Speaking at the 120th Foundation Day celebrations of City Union Bank, Sitharaman highlighted that the GST reforms aim to make the economy "absolutely open and transparent" while reducing the compliance burden for businesses, particularly small enterprises. She noted that Prime Minister Narendra Modi has set up a Task Force for next-generation reforms, focused on simplifying regulations, lowering costs, and creating an enabling ecosystem for startups, MSMEs, and entrepreneurs.

"The planned roll-out of the next-generation GST reforms, with the Council meeting tomorrow and the day after, will further reduce compliance burdens, making it easier for small businesses to thrive," Sitharaman said. She also emphasized the broader role of banks in advancing India's vision of Viksit Bharat 2047, including expanding credit, supporting infrastructure, and ensuring timely funding for MSMEs and unbanked populations.

Experts are also looking ahead of the GST reforms, noting their potential to simplify the current tax structure. Brijesh Gandhi of NPV & Associates explained that GST 2.0 merges the existing 5%, 12%, 18%, and 28% slabs into a streamlined system: 5% for essentials, 18% for most goods, and 40% on sin or luxury items.

Brijesh Gandhi, Partner, NPV & Associates LLP, said: "India's ambitious GST 2.0 reform simplifies the current tax structure by merging the 5%, 12%, 18%, and 28% slabs into a more streamlined system: 5% for essentials, 18% for most goods, and a steep 40% 'sin tax' on products like tobacco and gutka."

He added: "Items such as toothpaste, umbrellas, sewing machines, and small washing machines now fall under the 5% merit slab. Meanwhile, high-GST items—like electronics, air conditioners, TVs, small cars, and two-wheelers—will move from the 28% slab to 18%, resulting in nearly a 10% drop in tax burden, likely reducing prices ahead of the festive season."

He added that cement may also see a reduction from 28% to 18%, providing relief to the construction sector. Agriculture, textiles, and health and life insurance premiums could benefit from lower input costs and exemptions, potentially boosting production, sales, and household affordability.

The market has responded positively, with expectations of increased consumption, modest inflation relief, and stronger sentiment ahead of the festive season. E-commerce platforms are preparing for higher demand for big-ticket items. While some states have expressed concerns over potential revenue losses, the broader consensus is that GST 2.0, if executed properly, could enhance affordability, consumer confidence, and long-term economic growth. The Central Board of Indirect Taxes and Customs (CBIC) has advised stakeholders to avoid speculation, stressing that all decisions are made jointly by the Centre and States.

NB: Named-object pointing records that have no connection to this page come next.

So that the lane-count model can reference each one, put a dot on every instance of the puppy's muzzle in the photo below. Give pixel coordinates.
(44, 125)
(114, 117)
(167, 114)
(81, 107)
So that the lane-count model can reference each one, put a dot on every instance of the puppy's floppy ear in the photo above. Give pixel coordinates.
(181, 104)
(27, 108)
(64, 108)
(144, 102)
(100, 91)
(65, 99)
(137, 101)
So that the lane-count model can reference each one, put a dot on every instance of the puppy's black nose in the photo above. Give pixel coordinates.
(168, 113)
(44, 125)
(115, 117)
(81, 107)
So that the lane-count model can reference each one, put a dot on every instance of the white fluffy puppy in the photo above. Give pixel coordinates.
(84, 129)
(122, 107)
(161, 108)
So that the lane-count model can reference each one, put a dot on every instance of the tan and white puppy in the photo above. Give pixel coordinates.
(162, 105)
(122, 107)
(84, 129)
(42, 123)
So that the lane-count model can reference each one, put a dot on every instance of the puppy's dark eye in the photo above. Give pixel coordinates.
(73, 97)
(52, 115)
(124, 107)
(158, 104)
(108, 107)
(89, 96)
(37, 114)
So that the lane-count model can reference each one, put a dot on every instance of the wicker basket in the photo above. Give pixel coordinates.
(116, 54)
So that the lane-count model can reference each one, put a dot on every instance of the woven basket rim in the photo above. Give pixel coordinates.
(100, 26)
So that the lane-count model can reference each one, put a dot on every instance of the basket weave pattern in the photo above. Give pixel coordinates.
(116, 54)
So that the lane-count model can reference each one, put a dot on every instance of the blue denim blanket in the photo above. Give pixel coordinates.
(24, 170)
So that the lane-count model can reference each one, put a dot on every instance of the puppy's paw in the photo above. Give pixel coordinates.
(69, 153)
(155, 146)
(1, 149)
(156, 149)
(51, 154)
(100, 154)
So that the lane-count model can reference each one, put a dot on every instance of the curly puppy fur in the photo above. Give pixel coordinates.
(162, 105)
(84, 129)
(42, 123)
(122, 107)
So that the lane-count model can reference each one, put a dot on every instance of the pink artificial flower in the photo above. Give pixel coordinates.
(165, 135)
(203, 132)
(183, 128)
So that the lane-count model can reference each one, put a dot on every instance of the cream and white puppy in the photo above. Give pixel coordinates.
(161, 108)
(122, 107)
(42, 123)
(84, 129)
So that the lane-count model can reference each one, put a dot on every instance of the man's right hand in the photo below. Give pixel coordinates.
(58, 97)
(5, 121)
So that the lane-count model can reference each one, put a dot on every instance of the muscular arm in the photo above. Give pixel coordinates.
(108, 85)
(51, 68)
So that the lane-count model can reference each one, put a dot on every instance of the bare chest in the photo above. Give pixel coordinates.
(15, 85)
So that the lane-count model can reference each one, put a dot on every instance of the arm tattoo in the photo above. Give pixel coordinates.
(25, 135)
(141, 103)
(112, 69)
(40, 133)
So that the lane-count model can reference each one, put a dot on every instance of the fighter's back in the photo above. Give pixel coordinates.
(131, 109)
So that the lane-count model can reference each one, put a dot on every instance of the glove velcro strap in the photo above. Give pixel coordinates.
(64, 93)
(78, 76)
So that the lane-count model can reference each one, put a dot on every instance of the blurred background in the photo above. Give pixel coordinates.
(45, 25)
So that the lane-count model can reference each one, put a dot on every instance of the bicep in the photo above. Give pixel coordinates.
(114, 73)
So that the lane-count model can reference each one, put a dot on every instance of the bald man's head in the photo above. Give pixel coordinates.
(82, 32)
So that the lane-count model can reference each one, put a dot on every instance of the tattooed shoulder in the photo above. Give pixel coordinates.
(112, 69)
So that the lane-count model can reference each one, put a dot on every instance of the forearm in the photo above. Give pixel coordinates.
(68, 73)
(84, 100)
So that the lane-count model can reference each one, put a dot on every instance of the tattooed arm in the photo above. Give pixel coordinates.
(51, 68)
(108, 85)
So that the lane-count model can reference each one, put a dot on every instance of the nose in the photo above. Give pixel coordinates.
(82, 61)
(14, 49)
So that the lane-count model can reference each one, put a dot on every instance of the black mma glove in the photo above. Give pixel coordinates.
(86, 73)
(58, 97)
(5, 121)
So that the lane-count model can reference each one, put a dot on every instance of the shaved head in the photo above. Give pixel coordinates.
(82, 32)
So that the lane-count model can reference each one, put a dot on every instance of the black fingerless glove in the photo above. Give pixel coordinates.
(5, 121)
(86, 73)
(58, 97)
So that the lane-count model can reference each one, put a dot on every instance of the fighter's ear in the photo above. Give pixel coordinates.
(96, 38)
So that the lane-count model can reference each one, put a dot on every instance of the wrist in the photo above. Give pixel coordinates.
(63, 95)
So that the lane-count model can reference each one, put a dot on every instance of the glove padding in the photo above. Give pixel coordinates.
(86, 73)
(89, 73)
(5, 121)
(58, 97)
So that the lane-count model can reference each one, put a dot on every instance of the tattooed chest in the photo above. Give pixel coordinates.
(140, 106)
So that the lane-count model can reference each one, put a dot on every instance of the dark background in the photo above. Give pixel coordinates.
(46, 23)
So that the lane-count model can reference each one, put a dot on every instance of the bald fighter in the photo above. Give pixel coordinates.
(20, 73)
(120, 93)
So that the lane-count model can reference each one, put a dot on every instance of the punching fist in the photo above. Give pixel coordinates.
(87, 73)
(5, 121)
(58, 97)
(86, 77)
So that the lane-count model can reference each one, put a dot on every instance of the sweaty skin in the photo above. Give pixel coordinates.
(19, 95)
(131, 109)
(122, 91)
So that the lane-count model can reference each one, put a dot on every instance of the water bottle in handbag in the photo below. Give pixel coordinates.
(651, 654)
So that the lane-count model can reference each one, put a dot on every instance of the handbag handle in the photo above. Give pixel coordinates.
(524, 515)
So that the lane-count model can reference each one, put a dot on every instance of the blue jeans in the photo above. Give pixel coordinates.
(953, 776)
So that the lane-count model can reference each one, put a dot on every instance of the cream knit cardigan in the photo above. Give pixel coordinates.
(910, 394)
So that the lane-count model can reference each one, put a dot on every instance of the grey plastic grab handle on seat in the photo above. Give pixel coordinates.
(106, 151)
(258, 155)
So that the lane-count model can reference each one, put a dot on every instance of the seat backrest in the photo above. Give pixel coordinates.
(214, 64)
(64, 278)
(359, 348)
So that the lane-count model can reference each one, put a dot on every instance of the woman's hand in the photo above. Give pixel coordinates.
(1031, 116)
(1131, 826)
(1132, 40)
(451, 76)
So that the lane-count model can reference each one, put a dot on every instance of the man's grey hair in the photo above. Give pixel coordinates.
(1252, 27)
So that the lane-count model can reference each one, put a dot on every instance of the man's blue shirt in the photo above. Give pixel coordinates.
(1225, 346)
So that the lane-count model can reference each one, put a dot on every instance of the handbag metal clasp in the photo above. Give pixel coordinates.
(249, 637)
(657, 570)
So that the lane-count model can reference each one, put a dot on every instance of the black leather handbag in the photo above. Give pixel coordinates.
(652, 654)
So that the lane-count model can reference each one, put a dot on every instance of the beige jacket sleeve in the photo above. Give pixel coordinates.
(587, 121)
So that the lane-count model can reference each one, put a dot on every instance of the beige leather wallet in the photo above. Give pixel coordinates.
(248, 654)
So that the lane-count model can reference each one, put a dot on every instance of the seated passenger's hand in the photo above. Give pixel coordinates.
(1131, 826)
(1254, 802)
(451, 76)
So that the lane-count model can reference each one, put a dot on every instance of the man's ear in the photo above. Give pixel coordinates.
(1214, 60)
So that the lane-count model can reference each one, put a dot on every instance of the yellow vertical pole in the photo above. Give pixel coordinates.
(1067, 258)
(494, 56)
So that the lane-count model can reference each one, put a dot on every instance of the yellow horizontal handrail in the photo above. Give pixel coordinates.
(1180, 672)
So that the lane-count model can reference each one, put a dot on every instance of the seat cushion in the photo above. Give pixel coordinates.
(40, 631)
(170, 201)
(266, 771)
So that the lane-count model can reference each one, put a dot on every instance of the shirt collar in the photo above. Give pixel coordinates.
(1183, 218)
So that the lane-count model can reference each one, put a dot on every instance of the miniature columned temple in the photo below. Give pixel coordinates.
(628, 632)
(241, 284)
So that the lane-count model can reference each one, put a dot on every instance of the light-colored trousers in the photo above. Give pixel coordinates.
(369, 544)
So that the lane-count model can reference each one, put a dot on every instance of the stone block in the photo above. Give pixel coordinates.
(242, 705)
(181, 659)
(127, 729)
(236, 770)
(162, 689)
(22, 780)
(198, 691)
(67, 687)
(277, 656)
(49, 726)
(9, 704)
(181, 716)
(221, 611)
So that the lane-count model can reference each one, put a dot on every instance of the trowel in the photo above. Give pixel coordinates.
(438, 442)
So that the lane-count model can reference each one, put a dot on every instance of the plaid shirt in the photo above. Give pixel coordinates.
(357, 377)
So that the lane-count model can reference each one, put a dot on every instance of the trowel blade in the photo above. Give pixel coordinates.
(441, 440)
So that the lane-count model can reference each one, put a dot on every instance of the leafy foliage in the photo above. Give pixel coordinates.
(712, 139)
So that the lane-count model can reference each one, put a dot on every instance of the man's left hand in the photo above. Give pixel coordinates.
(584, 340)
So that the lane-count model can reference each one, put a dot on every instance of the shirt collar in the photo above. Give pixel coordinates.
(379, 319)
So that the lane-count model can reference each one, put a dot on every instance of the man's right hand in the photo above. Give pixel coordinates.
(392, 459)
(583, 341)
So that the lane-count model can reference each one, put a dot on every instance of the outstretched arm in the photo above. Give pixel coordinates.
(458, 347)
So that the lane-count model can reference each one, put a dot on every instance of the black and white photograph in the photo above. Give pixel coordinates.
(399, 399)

Prabhat Ranjan of Nexdigm noted that the 56th GST Council meeting will likely focus on several key areas: rate rationalisation, compliance simplification through pre-filled returns and automated refunds, structural corrections to address inverted duty structures in sectors like textiles, footwear, and electronics, and clarifications on digital invoicing and GST applicability for emerging sectors such as fintech and insurance.

"The meeting is mostly likely to focus on rate rationalisation, compliance simplification, structural corrections, and sector-specific clarifications, including digital invoicing standards and GST applicability for services such as insurance, fintech, and emerging digital platforms," said Ranjan.

He added that while the meeting represents a significant step toward streamlining India's GST framework, expectations should remain guided by official communications rather than assumptions. The Council, functioning as a federal decision-making body, continues to follow a consultative process with both the Centre and States to ensure consensus before implementing policy changes.